Improbable Players is a theater troupe in Boston and New York that has been spreading the message about the dangers of addiction for more than 30 years. All the actors are in recovery for alcohol, drug abuse, or both.
All four members of the Boston Improbable Players troupe onstage during a Q&A session at Brecksville-Broadview Heights High School.
When the group was looking for a new region in which to perform, the statistics pointed them to Ohio.
"Ohio is the place we should go to," said Improbable Players Co-Director Christina Everett, recalling the decision. "We should definitely go to Ohio."
Two Improbable Players actors perform in a scene where friends express how they are concerned about the other's addiction to drugs and alcohol, while not realizing their own addiction.
Over the last few years, fentanyl, a synthetic opioid, has played a larger role in overdose deaths in Ohio.
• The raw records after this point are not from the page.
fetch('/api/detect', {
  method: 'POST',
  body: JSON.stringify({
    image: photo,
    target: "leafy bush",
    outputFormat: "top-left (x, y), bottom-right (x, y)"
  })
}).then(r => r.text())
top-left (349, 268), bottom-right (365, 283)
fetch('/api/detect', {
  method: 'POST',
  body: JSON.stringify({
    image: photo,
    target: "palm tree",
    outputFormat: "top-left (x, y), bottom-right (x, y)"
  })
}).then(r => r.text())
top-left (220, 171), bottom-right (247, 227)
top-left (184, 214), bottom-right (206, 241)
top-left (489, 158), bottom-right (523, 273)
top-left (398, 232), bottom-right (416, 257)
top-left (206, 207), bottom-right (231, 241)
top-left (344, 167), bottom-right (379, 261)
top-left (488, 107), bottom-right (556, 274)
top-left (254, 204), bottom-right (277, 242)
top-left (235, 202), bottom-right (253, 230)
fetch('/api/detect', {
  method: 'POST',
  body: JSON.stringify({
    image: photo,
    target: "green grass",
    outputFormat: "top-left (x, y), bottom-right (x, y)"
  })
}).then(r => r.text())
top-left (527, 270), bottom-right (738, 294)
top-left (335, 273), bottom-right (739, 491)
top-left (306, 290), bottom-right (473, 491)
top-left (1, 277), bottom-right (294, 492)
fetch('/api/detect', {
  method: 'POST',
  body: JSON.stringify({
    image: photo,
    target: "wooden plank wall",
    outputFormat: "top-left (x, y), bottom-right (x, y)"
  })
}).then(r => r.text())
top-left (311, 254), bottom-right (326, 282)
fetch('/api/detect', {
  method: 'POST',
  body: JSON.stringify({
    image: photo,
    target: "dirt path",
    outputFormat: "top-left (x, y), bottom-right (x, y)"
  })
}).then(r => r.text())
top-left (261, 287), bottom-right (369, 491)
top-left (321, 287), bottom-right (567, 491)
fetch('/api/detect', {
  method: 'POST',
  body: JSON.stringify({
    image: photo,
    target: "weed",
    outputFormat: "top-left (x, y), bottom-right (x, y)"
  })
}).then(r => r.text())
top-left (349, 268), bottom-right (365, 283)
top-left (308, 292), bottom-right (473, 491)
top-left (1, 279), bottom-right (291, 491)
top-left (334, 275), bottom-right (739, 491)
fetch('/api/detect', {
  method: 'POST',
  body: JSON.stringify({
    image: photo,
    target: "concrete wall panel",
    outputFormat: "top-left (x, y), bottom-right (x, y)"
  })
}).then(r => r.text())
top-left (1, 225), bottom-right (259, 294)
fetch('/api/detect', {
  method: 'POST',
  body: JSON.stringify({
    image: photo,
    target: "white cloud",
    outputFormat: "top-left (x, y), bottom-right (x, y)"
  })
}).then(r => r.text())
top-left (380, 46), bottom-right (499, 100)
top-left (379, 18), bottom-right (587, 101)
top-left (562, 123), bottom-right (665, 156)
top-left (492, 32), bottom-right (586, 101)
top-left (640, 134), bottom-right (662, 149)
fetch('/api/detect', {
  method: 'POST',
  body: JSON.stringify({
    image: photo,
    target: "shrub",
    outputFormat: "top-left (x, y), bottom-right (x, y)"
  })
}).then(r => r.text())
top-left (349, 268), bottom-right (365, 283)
While non-fentanyl related overdoses have decreased, the number involving that drug have risen so much that the overall amount of deaths keep climbing.
"There are a lot of people that are fully in this addiction and haven't been able to ask for help," said Improbable Players Ohio Regional Director Karen Snyder.
This graph from the Ohio Department of Health shows how non-fentanyl related overdoses are decreasing which overdoses with drugs laced with fentanyl increase.
That's why Snyder has led the effort to bring the Boston troupe to Cleveland for a tour of performances at both schools and community centers, reaching people of all ages.
"I started to use when I was 13 years old," said Everett. "So we go into these middle schools, and high schools, but middle schools too, and I know that I'm out there."
Everett performs in an Improbable Players production at Brecksville-Broadview Heights High School.
Those experiences are what gives Christina and her fellow actors a unique credibility when they tell students and other community members what happens if they need help and don't get it.
"When you keep going down the path, it only ends in jails, institutions, or death," said Snyder.
An Improbable Players actor opens the show talking about how addicts aren't always easy to identify just by how they look.
In the next few weeks, the message will start coming from a more local source. Snyder has already pulled together eight actors from Cleveland and they're preparing to start doing their own performances in March.
"Students can say, 'That person went to a school two towns over from me...but they're sharing this message that I don't have to do this," said Snyder.